Mr. Stokes then told of the girls laying paper and pen before him, and telling him to write a denial of what he had said about Miss Graham. He refused and asked Miss Graham if she had forgotten the $150 given her to leave on the Baltic and $50 for spending money.

“They crowded around me then,” the witness went on, “but I said I’ll never sign your paper, because I never said anything about your relatives – meaning Miss Graham, nor I never told Miss Conrad any stories about you.

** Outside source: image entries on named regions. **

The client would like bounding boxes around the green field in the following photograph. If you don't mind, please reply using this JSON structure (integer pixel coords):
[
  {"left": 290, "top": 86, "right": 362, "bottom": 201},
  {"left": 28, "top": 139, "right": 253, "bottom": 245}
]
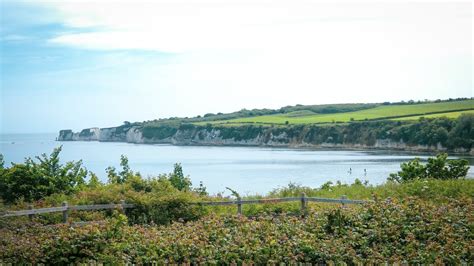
[
  {"left": 199, "top": 100, "right": 474, "bottom": 125},
  {"left": 393, "top": 110, "right": 474, "bottom": 120}
]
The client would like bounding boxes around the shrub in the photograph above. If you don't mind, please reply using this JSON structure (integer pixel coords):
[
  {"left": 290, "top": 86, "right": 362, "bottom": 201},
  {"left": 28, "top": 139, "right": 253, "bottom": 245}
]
[
  {"left": 0, "top": 146, "right": 87, "bottom": 202},
  {"left": 388, "top": 153, "right": 469, "bottom": 183},
  {"left": 0, "top": 198, "right": 474, "bottom": 265}
]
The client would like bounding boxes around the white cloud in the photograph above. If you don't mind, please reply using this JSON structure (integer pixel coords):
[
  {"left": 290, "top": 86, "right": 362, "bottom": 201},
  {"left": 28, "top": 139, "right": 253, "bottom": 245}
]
[{"left": 45, "top": 1, "right": 471, "bottom": 56}]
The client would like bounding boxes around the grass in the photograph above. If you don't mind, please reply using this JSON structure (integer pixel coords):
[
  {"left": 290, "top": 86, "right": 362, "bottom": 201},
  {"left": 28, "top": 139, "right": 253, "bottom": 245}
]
[
  {"left": 200, "top": 100, "right": 474, "bottom": 125},
  {"left": 393, "top": 110, "right": 474, "bottom": 120}
]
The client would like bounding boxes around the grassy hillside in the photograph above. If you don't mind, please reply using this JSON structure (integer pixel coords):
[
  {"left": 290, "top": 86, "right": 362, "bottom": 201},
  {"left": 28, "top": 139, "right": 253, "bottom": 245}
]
[{"left": 201, "top": 100, "right": 474, "bottom": 124}]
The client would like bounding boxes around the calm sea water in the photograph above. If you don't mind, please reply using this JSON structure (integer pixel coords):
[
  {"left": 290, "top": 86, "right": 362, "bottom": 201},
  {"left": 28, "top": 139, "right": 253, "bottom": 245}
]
[{"left": 0, "top": 134, "right": 474, "bottom": 194}]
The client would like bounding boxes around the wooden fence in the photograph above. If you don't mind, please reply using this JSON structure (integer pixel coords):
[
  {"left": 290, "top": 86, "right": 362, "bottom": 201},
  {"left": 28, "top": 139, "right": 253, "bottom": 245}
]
[{"left": 0, "top": 193, "right": 367, "bottom": 223}]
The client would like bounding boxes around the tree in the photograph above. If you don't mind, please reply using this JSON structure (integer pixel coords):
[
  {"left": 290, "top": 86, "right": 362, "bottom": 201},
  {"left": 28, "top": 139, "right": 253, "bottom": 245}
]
[
  {"left": 105, "top": 154, "right": 134, "bottom": 184},
  {"left": 0, "top": 146, "right": 88, "bottom": 202},
  {"left": 169, "top": 163, "right": 192, "bottom": 191}
]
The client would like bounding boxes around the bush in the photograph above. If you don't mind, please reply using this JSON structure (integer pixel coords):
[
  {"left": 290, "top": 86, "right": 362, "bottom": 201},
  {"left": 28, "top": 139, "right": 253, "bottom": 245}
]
[
  {"left": 388, "top": 153, "right": 469, "bottom": 183},
  {"left": 0, "top": 198, "right": 474, "bottom": 265}
]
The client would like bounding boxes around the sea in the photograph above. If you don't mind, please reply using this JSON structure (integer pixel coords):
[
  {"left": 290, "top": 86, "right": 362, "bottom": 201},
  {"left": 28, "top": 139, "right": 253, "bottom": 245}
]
[{"left": 0, "top": 133, "right": 474, "bottom": 195}]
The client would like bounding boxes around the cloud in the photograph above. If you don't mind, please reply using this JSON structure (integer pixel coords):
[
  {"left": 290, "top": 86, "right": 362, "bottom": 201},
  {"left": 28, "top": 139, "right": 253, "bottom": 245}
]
[{"left": 40, "top": 1, "right": 471, "bottom": 54}]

“Then Miss Conrad jumped up, waving a revolver, and shouted, ‘Death for you or give us $25,000!’ I asked them if they knew what they were doing, but they answered that if they killed me they could easily say that I had attempted to attack them. I told them I would fight the matter right there, and if it was death or one cent I would choose death.

“You Can Have Death”
“ ‘All right,’ Miss Graham answered, ‘you can have death,’ and fired. I jumped to one side. I felt a bullet in my leg. I struggled with Miss Graham for possession of the revolver and the other girl started shooting. The revolver Miss Graham held went off as I grabbed it, burning my hand.

“Before I had time to shout for help Miss Conrad ran to an open window and started to shout, ‘Murder!’ and ‘Police!’ I told her she couldn’t get the police quick enough for me. I then worked my way into the hall where several Japanese attacked me. Several men tried to get the revolver I had taken from Miss Graham, but I kept it for the police.

“When the police did arrive Miss Graham, who stood behind me in the hall and who had been urging Miss Conrad to get her revolver and blow my head off, shouted to the police that she did the shooting.”

First impression, at least in the case of Mildred Conrad, was deceiving. On the night of her arrest she may have seemed scared and reluctant to talk, but in the trial later that year, Conrad emerged as a defiant, brassy opportunist with an interesting past, though tame compared with the life W. E. D. Stokes had led.

Lillian Graham and Ethel Conrad were arraigned the next day and Stokes remained in the hospital. Injuries suffered at the hands of the three Japanese servants would turn out to be worse than damage caused by the gunshots. Stokes admitted he had had a relationship with Miss Graham and had made her sign a paper in which she admitted having other lovers. He also lured her to his horse farm in Lexington, Ky., where she claimed she was held as a virtual prisoner.

As for Stokes, well being shot three times, then beaten by three men ... well, that's obviously no laughing matter. But the "Shooting Show Girls" fiasco was widely regarded as a joke and hospital reports of Stokes' conditions were suspect ... because there were those who felt, with good reason, that Stokes was – and would remain – as sick as it was convenient for him to be.